Pj Gubernur Kalsel, Safrizal mengingatkan atas kepercayaan masyarakat yang diamanahkan kepada pasangan ini. Kepercayaan ini pula bisa menjadi motivasi untuk bekerja maksimal meningkatkan kesejahteraan masyarakat setempat lebih baik lagi.
"Kabupaten Kotabaru memiliki potensi alam yang besar," kata Safrizal.
Menurutnya, Sayed Jafar Alydrus adalah sosok yang merekatkan persatuan masyarakat kembali setelah pilkada 2020 lalu yang sempat membuat masyarakat terkotak-kotak dengan suhu politik cukup memanas.

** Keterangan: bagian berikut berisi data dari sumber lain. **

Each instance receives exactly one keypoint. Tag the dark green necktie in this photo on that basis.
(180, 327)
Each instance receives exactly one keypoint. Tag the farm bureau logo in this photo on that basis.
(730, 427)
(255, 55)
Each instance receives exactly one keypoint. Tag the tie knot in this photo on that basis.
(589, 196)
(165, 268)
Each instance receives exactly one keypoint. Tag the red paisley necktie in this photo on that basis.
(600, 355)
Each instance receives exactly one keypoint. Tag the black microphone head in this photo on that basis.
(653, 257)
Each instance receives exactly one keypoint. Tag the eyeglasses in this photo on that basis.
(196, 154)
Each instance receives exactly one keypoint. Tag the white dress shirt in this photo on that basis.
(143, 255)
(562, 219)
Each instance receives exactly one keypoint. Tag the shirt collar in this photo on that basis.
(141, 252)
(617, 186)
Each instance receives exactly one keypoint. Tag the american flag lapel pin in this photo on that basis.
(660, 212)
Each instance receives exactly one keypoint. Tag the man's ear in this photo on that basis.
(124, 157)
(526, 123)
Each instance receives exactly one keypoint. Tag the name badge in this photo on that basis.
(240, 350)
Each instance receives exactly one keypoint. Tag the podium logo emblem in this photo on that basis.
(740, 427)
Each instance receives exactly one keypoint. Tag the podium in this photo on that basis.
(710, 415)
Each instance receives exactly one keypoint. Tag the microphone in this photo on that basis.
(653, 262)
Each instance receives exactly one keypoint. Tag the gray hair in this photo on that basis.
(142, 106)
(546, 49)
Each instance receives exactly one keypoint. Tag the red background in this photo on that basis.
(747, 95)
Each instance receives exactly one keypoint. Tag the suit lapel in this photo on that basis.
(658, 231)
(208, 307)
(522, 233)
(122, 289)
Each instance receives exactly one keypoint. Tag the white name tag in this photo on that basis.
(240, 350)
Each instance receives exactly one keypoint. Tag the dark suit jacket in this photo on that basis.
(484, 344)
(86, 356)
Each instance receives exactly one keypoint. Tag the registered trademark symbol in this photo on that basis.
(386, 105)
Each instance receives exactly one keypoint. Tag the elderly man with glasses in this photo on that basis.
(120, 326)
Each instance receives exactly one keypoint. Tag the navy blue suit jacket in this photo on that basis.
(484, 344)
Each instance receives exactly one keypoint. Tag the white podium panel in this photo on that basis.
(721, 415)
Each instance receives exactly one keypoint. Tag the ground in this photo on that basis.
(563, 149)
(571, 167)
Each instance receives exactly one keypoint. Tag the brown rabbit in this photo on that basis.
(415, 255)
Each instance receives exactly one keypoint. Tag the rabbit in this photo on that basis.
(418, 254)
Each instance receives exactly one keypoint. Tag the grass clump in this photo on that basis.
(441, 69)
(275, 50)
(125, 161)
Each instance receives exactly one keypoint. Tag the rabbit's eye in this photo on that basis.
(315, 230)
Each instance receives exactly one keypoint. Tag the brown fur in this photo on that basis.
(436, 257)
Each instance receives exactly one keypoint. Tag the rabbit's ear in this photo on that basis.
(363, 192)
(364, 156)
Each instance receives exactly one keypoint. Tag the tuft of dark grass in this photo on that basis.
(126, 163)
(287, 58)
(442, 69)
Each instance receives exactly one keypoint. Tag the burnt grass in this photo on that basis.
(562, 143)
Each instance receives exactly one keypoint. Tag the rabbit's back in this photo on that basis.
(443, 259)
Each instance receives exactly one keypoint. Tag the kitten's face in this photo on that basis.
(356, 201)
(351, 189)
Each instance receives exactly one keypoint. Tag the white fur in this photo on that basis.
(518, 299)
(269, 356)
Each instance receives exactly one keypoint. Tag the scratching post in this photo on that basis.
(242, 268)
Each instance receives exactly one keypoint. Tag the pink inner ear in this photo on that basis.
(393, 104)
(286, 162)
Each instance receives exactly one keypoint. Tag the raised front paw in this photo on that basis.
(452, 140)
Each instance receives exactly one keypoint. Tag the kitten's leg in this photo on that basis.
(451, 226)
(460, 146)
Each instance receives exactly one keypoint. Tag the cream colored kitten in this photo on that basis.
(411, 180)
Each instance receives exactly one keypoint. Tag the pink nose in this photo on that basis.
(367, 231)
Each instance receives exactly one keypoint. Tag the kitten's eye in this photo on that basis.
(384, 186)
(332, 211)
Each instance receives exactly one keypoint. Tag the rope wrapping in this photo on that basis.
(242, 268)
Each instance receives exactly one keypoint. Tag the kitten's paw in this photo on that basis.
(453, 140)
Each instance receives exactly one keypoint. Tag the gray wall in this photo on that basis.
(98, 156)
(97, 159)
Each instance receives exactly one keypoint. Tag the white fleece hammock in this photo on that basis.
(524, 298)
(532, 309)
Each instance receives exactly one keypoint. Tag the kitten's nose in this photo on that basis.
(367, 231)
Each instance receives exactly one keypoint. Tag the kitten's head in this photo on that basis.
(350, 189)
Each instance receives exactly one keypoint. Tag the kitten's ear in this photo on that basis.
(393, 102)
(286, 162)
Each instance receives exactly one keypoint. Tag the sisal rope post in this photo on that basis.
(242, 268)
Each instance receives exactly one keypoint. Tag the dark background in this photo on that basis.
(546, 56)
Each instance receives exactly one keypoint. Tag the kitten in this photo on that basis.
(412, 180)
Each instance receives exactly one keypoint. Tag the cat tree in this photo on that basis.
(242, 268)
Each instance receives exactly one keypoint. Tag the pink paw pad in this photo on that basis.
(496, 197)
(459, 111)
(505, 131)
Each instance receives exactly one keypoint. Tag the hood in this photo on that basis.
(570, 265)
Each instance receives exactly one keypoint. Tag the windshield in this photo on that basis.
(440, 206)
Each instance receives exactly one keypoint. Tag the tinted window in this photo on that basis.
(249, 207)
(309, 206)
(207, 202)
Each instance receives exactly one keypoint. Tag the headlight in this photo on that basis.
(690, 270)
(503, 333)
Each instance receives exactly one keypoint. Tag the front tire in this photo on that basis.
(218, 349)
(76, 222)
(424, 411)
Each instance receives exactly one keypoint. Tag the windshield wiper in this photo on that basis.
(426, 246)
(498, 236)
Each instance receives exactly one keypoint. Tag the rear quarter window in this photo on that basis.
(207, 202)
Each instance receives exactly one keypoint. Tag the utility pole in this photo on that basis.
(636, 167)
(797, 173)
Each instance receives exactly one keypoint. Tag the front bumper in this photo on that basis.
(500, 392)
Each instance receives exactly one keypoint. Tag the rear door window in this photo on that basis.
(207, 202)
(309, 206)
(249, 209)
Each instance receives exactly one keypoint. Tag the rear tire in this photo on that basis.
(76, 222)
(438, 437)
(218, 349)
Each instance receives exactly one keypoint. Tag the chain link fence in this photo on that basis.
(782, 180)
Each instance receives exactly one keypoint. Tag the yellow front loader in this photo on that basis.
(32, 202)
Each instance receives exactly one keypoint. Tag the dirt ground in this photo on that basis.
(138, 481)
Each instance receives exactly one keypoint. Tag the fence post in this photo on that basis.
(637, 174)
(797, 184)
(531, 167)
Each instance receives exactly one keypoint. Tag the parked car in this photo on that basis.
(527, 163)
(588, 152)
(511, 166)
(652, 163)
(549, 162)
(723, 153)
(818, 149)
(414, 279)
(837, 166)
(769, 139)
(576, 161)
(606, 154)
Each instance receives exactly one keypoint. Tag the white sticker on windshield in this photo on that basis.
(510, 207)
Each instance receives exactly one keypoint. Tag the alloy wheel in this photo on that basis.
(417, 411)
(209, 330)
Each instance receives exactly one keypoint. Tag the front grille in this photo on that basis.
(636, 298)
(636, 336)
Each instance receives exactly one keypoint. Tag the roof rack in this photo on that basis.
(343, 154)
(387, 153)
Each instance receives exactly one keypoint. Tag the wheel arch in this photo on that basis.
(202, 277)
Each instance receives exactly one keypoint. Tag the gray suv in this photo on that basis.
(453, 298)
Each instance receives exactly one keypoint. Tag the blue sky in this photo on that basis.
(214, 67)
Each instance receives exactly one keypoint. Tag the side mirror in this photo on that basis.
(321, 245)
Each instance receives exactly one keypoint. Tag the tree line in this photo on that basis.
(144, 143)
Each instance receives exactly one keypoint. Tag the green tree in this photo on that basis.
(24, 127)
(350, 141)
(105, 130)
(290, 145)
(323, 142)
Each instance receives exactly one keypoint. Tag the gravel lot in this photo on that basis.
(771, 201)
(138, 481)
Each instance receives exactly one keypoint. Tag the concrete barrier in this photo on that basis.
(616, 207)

Safrizal juga mengingatkan, saat ini masih dalam suasana pandemi. Penanganan masalah virus mematikan ini tetap menjadi prioritas kerja pemerintah bersama pihak terkait. Termasuk menangani dampak Covid-19 di Kotabaru.
Selanjutnya mengawal pelarangan mudik lebaran juga jadi catatan, untuk meminimalisir penyebaran Covid-19.
Sayed Jafar mengatakan, akan memperhatikan pesan-pesan yang disampaikan Pj Gubernur. Khususnya masalah kesejahteraan dan kesehatan masyarakat yang memang jadi prioritas pasangan SJA - Arul.
Begitu juga penanganan Covid-19, tetap jadi perhatian khusus, termasuk pengawasan larangan mudik dengan penjagaan beberapa titik di perbatasan.
Antisipasi bencana kebakaran hutan dan lahan pada musim kemarau, juga jadi agenda kerja Pemkab Kotabaru setelah dirinya ditetapkan kepala daerah definitif ini.
Komisi Pemilihan Umum (KPU) Kabupaten Kotabaru sebelumnya menetapkan pasangan Sayed Jafar dan Andi Rudi Latif atau SJA-Arul sebagai Bupati dan Wakil Bupati Kotabaru terpilih 2020 pada rapat pleno terbuka, Senin (22/3/2021) lalu.
Penetapan KPU Kotabaru setelah ada putusan MK yang menolak gugatan sengketa pilkada dari pasangan calon lainnya.